A Galp Energia obteve nos primeiros três meses deste ano um resultado líquido positivo em linha com o registado no mesmo período de 2020 (26 contra 29 milhões de euros), e bastante acima dos 3 milhões de lucros registados no último trimestre de 2020.
O resultado antes de juros, impostos, depreciações e amortizações (EBITDA), em termos ajustados, alcançou os 499 milhões de euros, batendo quer o resultado do primeiro trimestre de 2020 (469 milhões), quer o do trimestre anterior (410 milhões), noticia o jornal Expresso.
A Galp beneficiou, em termos homólogos, de um aumento de 53% no EBITDA do negócio de produção de petróleo, gerando um resultado de 438 milhões de euros neste primeiro trimestre de 2021.
"Estes resultados trimestrais, alcançados em condições macro ainda muito desafiantes, denotam uma saudável melhoria, mesmo se comparados com os do mesmo trimestre de 2020, quando apenas tínhamos sentido o impacto inicial dos extraordinários acontecimentos desse ano", pode ler-se no comunicado do presidente executivo da Galp, Andy Brown.
"A posição financeira da Galp melhorou e as medidas que tomámos para ajustar o nosso portfolio e para incutir disciplina nos custos tornaram-nos mais fortes para os desafios que ainda temos pela frente", acrescentou o gestor, que só este ano entrou na administração da Galp, substituindo Carlos Gomes da Silva.
Galp sustenta distribuição de dividendos em dívida e venda de ativos, acusa a CT
A Galp fechou o primeiro trimestre com uma dívida líquida de 1,55 mil milhões de euros, mais 4% do que registava um ano antes.
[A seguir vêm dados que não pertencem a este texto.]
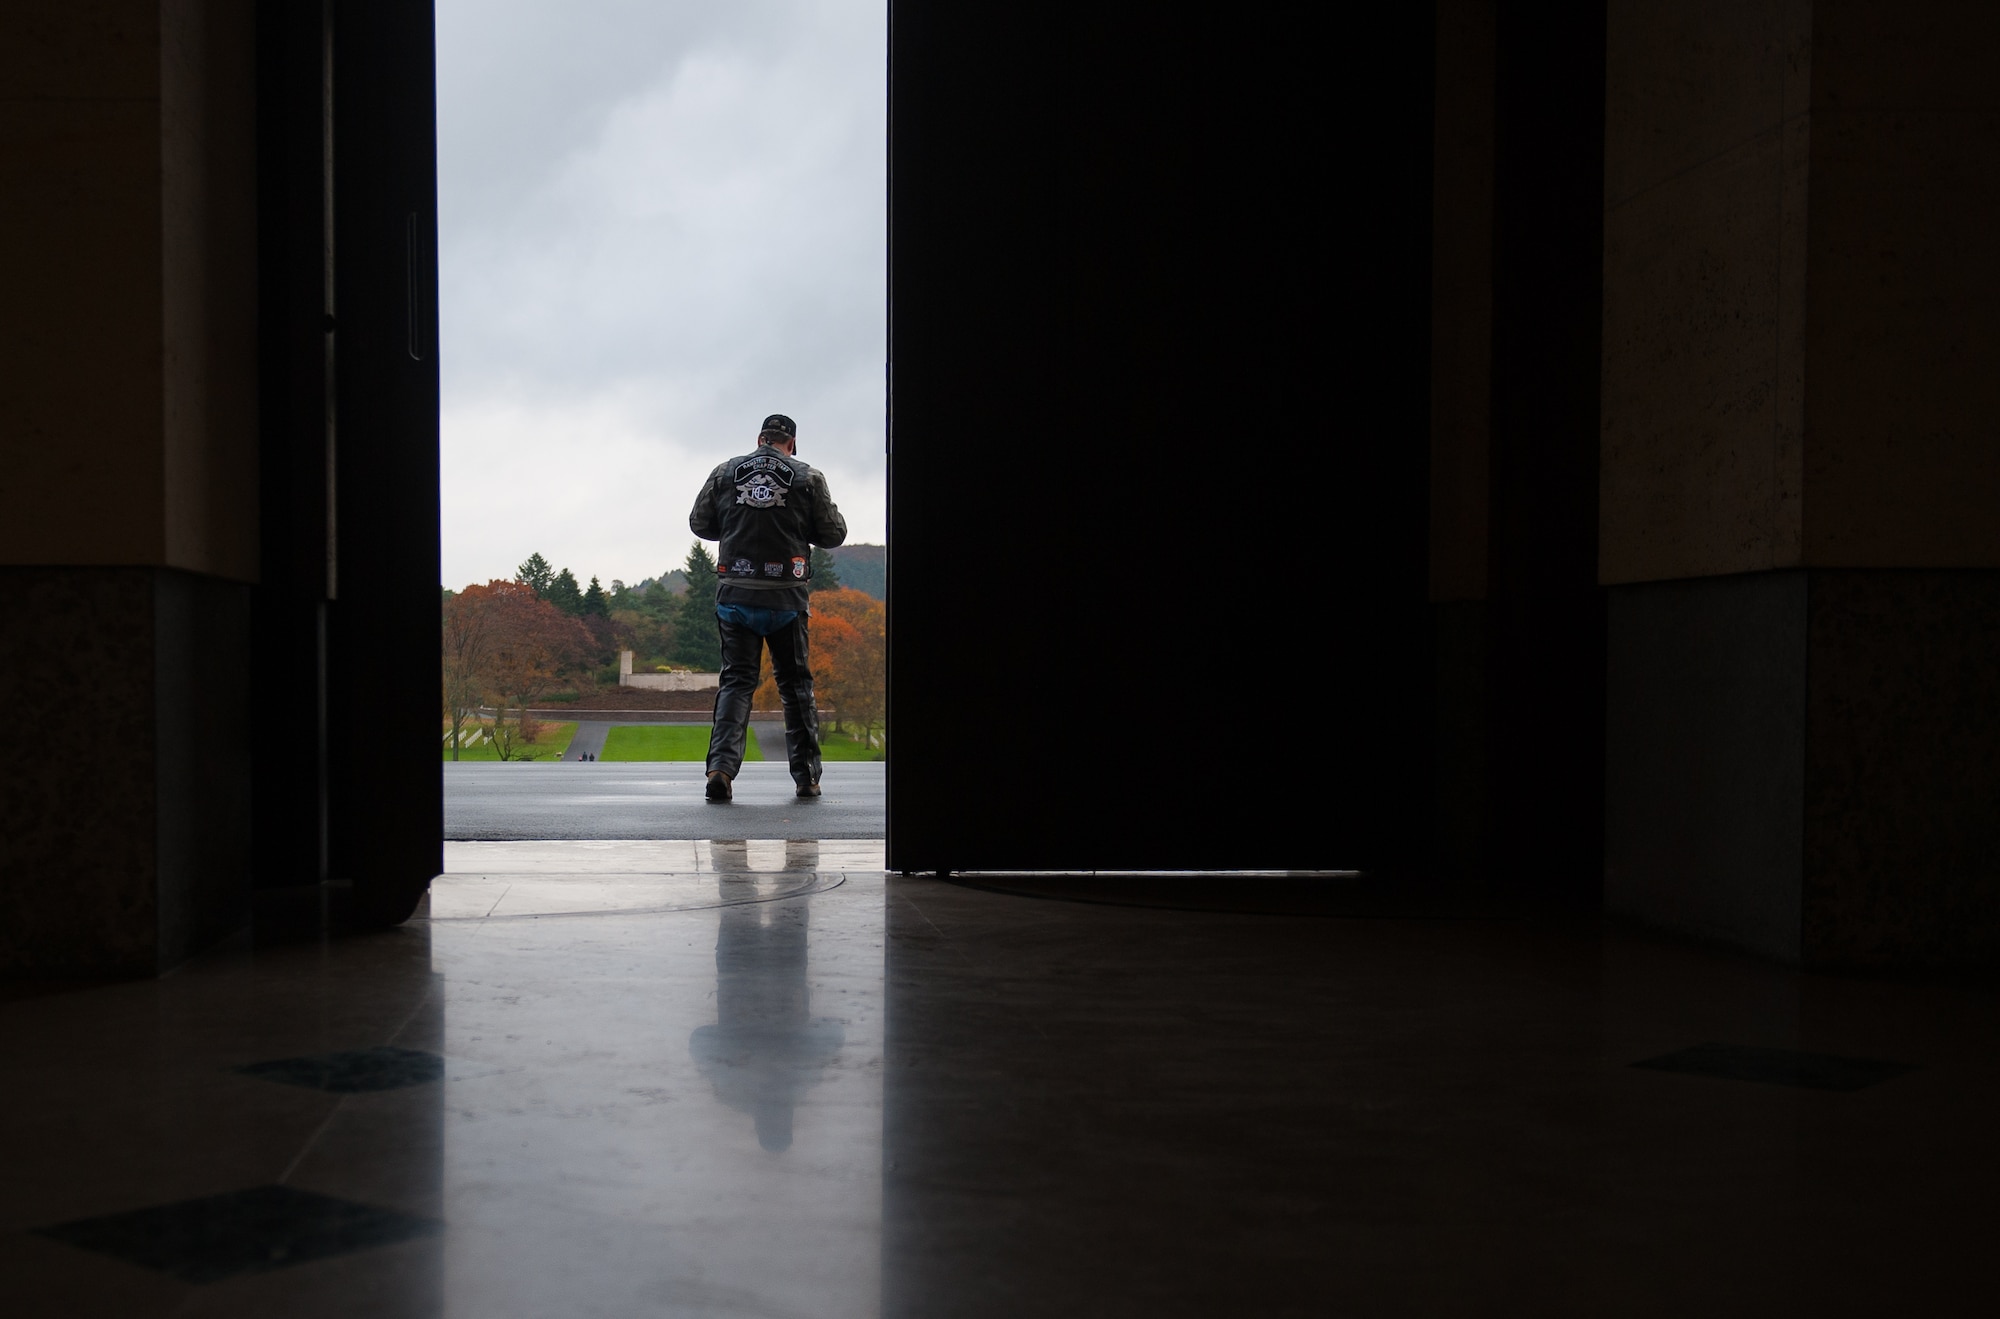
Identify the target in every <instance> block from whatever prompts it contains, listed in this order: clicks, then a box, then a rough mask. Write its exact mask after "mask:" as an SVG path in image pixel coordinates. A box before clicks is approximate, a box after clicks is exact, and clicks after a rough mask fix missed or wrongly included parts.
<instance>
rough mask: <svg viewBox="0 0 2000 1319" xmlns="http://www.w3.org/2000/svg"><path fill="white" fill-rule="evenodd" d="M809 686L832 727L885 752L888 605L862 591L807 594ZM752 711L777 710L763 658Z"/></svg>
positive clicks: (775, 696) (774, 684)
O aumento da dívida é explicado pela distribuição de 290 milhões de euros, apesar do prejuízo de 42 milhões registado no ano de 2020, o que obrigou à contração de dívida para garantir a distribuição de dividendos.
Ao longo de 2020, a Galp procedeu à dispensas de centenas de trabalhadores a falsos recibos verdes, e deu início ao processo de despedimento coletivo dos 400 trabalhadores da refinaria de Matosinhos.